Living Simply

Richard Quinn

HOW MUCH INCOME do I need to retire? That’s a question many Americans have. I recently learned the hard way how different the answers can be. On a Facebook group, a person posted the question, “Can I retire on $40,000 a year?”

I thought the question was about living on $40,000 a year after earning a much higher salary. I was wrong and insensitive. I replied from my life perspective that it would be tough to live on that amount for 30-plus years in retirement. My property taxes and homeowners’ association fees alone are more than half that amount, and in normal times I spend $20,000 annually on travel.

Other members of the group took me to task, and rightly so. Then I recalled that tens of millions of Americans live on that amount or less for their entire life. The median retirement income is $47,357, which means half of retirees live on less. By some estimates, 40% of retirees get by solely on their monthly Social Security check.

What about lifestyle? Again, the comments from others brought me back to reality. Those living on $40,000 a year or less often described themselves as doing fine, enjoying retirement, and even being able to travel and live comfortably.

It became clear that what makes people comfortable and able to enjoy life isn’t all about income. I like staying in nice hotels, book mini-suites when I take cruises and rent houses in Florida in the winter. By contrast, one person said their desired travel was a road trip—sleeping in the back of their minivan and stopping at free campgrounds.

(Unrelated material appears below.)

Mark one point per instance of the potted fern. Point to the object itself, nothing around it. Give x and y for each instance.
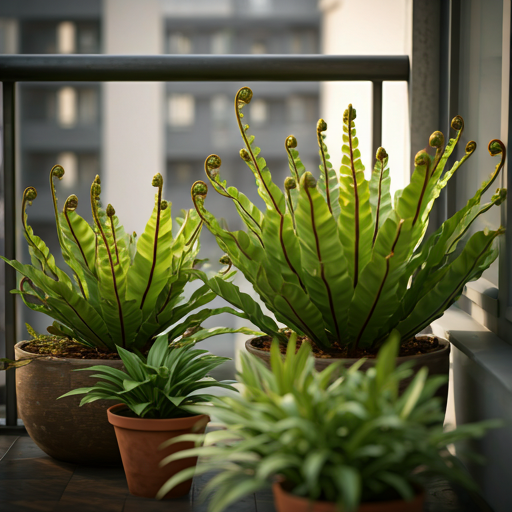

A woman described her comfortable lifestyle as having no debt, not going out to eat and living frugally, just as she had done her entire life. The words “living simply” popped up frequently.

When their mortgage is paid off and the kids are out of the house, one couple planned to retire “easily” on $40,000 a year at ages 54 and 56. Retiring at 54 is truly beyond my comprehension.

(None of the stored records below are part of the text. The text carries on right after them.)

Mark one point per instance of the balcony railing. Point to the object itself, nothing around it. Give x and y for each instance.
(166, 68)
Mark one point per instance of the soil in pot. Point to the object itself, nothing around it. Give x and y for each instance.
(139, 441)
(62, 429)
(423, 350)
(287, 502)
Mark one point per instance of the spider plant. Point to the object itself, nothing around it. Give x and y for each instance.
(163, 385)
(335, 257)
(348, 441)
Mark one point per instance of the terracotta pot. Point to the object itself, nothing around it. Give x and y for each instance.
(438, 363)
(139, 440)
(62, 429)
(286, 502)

Is living simply and having enough to “get by” a sound retirement goal? Or is it what many people must settle for based on their circumstances? When I hear people talk about retiring before age 60, and living frugally to do so, I believe these retirees are living too close to the edge. They’re too optimistic—and perhaps naïve—about the next 30 or 40 years.

Maintaining your preretirement lifestyle may sound easy. But the nature of expenses in retirement, plus inflation and the ups and downs of the stock market, say otherwise.

I retired at 67, when I was sure that my retirement income would equal the base pay I earned before retiring. Did I miss out on a decade or more of enjoying retirement? Did I trade some of my present leisure years for greater security? I did, and intentionally so. I don’t feel cheated, but I do feel financially secure.